The European Council on Tuesday (25 July) extended the EU’s naval mission in the Mediterranean, despite concerns that Operation Sophia has not been effective in breaking up people-smuggling networks.
The mandate of EUNAVFOR MED, also known as Operation Sophia, was on Tuesday extended by 18 months until December 2018, as the United Nations-approved mission continues to tackle people smuggling and human trafficking in the Mediterranean.
Despite a damning report produced by the UK’s House of Lords earlier this month that insisted the mission should not continue in its current form, the Council unanimously decided to extend Sophia’s mandate and even approve some additional objectives.
Operation Sophia will now include a monitoring mechanism designed to improve the training of the Libyan coastguard, which was already a part of its mandate. It will also carry out increased surveillance in order to help cut down on illegal oil exports, while Frontex and Europol will be more involved in data sharing.
EU foreign policy chief Federica Mogherini said: “As a matter of priority, we will start in the coming days the revision of the operational plan in order to include the new tasks.”
Operation Sophia started life as a simple search and rescue mission.
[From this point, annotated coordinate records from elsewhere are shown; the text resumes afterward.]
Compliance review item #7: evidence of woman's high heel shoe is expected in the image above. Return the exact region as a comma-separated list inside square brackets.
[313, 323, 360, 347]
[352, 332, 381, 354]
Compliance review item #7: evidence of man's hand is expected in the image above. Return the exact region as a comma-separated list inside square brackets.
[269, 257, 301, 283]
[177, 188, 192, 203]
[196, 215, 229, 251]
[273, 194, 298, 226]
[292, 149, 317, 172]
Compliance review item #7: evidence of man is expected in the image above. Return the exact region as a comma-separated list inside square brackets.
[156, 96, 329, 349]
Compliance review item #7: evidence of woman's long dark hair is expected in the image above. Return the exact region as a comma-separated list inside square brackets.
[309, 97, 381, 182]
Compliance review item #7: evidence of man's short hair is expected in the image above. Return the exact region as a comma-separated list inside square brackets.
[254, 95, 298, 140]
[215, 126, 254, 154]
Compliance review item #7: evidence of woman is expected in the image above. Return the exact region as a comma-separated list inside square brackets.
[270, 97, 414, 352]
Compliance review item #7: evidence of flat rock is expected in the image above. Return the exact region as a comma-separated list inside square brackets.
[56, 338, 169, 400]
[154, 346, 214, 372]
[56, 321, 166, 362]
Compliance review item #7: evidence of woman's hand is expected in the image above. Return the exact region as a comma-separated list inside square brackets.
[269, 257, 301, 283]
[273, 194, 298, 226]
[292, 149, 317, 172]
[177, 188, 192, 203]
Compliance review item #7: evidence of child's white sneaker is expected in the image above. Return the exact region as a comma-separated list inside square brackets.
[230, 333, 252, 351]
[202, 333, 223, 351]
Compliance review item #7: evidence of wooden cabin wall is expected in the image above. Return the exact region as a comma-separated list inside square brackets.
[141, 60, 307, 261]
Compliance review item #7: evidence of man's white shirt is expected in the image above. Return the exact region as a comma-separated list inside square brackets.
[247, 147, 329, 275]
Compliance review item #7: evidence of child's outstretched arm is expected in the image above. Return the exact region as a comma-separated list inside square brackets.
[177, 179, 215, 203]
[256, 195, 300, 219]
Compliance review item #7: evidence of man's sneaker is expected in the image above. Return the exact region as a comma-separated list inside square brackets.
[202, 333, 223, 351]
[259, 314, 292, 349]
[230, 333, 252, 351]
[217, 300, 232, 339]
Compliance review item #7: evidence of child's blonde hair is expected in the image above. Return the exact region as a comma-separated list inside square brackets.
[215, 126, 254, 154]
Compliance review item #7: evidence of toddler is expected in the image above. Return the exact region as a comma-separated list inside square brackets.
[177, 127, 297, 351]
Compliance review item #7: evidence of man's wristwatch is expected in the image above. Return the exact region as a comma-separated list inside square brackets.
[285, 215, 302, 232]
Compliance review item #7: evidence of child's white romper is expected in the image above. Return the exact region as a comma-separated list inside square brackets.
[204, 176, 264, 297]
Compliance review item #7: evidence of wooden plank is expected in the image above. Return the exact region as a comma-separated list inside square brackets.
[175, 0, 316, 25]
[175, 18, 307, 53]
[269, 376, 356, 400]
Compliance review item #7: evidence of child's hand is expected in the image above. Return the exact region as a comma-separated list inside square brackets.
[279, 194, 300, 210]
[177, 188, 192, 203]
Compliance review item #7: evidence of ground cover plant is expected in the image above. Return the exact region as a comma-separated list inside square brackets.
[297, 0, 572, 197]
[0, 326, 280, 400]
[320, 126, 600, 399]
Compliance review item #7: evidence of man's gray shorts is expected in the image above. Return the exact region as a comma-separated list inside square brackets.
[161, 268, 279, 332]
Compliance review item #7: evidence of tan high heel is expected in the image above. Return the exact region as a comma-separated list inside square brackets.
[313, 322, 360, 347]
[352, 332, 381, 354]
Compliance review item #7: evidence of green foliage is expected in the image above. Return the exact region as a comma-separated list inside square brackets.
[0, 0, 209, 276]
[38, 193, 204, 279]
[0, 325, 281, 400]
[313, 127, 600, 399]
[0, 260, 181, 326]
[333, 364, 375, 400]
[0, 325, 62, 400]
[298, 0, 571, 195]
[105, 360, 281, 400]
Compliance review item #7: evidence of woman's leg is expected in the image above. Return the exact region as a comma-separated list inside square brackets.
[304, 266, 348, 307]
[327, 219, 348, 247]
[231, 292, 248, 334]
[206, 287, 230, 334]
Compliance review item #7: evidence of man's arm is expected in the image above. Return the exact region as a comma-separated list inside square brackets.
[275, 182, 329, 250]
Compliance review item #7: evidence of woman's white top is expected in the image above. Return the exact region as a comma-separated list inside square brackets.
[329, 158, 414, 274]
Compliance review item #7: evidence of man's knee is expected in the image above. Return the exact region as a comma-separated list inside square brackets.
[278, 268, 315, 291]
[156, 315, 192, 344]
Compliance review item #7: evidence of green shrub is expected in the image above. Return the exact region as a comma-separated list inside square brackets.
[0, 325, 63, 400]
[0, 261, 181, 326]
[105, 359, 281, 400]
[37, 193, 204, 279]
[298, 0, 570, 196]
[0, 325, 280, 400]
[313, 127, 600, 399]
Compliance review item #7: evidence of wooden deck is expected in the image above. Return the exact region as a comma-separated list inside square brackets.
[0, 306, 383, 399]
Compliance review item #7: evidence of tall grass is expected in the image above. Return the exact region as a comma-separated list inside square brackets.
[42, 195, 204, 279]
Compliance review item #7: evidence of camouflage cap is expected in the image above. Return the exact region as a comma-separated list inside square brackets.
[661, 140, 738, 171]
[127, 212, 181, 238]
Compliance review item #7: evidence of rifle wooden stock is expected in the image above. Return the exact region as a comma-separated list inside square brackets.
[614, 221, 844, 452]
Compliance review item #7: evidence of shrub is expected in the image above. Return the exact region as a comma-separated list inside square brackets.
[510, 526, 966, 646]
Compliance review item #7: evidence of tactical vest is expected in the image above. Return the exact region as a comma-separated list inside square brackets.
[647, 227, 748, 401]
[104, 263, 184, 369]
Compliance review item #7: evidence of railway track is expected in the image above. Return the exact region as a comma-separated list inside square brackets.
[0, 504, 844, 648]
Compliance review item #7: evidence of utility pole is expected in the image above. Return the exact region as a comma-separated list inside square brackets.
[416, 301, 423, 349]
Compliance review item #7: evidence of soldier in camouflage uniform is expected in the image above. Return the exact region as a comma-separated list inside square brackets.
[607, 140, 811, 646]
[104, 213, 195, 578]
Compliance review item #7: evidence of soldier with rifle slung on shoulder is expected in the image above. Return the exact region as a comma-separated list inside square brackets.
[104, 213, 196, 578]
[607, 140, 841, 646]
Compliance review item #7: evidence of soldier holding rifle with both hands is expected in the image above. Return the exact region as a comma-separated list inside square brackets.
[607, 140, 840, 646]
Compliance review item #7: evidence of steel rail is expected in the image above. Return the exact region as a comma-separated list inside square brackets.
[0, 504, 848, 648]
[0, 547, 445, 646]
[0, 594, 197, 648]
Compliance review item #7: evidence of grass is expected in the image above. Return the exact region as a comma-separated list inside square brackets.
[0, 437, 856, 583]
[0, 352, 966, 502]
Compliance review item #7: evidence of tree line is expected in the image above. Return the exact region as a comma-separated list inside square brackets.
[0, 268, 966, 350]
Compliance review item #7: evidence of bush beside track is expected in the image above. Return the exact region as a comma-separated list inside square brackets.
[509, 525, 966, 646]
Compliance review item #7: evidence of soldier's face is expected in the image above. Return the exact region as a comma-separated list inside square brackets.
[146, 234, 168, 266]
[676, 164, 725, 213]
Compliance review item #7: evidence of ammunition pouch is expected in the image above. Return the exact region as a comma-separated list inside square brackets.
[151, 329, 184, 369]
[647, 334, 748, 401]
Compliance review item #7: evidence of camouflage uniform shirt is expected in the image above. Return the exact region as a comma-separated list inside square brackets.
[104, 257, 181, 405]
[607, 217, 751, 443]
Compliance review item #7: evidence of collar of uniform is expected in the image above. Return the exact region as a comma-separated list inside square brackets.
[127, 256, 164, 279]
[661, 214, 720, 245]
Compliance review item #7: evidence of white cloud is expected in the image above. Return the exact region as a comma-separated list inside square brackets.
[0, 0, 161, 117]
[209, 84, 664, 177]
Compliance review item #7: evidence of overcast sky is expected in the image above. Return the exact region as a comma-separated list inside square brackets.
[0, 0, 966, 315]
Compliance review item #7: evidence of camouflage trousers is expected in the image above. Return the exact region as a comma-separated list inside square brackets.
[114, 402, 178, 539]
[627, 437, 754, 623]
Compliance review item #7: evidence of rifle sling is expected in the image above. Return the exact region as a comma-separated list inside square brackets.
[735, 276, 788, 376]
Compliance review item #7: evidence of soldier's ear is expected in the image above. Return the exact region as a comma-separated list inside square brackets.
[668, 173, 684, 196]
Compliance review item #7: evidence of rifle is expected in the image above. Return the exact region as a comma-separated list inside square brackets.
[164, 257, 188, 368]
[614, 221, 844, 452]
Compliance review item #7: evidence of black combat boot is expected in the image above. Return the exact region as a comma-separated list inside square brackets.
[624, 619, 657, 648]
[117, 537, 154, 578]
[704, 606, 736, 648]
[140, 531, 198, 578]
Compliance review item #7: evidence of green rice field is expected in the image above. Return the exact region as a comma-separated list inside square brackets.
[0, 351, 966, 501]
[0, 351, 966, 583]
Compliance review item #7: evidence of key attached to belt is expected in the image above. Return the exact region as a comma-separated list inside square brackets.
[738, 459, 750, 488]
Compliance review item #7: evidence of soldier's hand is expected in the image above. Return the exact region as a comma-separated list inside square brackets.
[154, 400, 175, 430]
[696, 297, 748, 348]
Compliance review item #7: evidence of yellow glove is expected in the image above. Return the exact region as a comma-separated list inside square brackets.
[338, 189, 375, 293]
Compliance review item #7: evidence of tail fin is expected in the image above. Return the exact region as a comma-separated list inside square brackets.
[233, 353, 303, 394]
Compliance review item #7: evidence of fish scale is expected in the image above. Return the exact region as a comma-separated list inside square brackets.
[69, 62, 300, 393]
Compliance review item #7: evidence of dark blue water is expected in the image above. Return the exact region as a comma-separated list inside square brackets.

The House of Lords report and Mogherini herself have acknowledged its success in this regard and highlighted the more than 30,000 people that have been saved by the joint effort.
But the operation is now in a phase that includes extra measures to break the smuggler networks, including the destruction of vessels used to ship people across the Med to Europe. It has been reported that this has pushed more and more people to attempt to make the crossing in unseaworthy craft.
There is scope for Sophia to enter a third phase, where participating member states would be allowed to enter Libyan waters to tackle the smugglers at source on the coast. But this requires a fresh UN mandate or an invitation from the country’s government.
Ireland recently became the latest EU member to join the mission, after its parliament decided to back a proposal to up its involvement in the Mediterranean from just rescue operations.
More than 100,000 people have attempted the perilous sea voyage so far this year, many in flimsy rubber dinghies and overcrowded boats.
In a further effort to try and stem the flow of people across the water, the EU on 17 July adopted measures that will see dinghy and outboard motor sales to Libya curbed. But the ministerial level decision has attracted criticism about how it will be enforced and how it will affect legitimate trade.